The Hoge Raad (the Dutch Supreme Court) has affirmed a lower court’s decision refusing to annul the interim awards in favor of Chevron in its investment treaty arbitration against Ecuador arising out of the Lago Agrio case. I covered one of the interim awards in February 2012, if you can believe that, as well as the first instance judgment on the request for annulment in January 2016 and the decision of the Court of Appeals of the Hague in July 2017.
There is no official translation of the decision yet, as far as I know, but as best as I can tell, the court rejected Ecuador’s argument that enforcement of the award would be contrary to public order, on the grounds that the award was merely an interim award meant to preserve the status quo.

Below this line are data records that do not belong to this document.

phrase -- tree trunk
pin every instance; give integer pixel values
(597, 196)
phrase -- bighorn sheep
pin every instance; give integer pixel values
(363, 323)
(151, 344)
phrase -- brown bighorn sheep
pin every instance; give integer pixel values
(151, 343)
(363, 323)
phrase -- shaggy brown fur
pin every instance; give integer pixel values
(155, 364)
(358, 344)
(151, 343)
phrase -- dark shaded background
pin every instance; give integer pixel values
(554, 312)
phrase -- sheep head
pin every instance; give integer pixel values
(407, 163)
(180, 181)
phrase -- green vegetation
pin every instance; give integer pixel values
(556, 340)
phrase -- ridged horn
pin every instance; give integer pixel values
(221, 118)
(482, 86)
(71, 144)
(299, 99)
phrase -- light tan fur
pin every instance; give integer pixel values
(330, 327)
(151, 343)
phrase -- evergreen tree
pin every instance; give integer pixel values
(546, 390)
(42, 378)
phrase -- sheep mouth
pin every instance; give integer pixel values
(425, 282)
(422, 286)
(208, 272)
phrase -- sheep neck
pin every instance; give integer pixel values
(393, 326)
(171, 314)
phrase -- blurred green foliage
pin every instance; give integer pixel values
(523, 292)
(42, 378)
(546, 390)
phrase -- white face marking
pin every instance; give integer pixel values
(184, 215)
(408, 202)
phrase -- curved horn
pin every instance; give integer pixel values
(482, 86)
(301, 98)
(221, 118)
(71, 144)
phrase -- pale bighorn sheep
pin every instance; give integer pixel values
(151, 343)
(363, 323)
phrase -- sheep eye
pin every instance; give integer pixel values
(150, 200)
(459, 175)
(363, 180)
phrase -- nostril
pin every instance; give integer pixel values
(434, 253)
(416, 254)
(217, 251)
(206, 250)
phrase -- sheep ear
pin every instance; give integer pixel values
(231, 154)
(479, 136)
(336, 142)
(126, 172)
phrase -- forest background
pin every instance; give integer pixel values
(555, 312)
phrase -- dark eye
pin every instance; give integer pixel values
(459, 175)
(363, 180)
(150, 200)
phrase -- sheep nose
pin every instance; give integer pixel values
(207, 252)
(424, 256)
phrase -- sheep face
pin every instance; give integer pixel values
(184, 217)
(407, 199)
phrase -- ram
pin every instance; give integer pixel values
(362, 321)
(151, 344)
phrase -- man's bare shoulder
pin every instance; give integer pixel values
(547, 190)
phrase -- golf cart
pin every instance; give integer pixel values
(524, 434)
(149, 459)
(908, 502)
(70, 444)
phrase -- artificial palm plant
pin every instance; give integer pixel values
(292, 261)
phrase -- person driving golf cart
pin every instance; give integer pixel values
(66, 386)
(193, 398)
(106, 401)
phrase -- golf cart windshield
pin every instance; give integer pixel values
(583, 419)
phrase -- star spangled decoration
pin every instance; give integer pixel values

The timing of the decision is no doubt coincidental but is interesting in light of my speculation a few days ago. If, as I speculate, the Ecuadoran government’s decision to turn over Julian Assange to the UK authorities was related to a larger deal that could involve a settlement of the dispute between Chevron and Ecuador, I would not be surprised if, after this latest decision, Ecuador takes steps to make the Lago Agrio judgment unenforceable. After all, Ecuador has taken the position that it pays when required by a final and binding arbitral award, and it has followed through. As Diego Martinez, the head of Ecuador’s central bank, said in 2016, when the country paid a $96 million award to Chevron:
We don’t agree with how these international mechanisms work … however, we are respectful and we fulfill our international obligations.
So the latest Dutch decision provides an opportunity for Ecuador to suspend the judgment without losing face. I think the effect of such a move would be to bring the enforcement proceedings in Canada to a halt, so whatever happens next may be a big deal.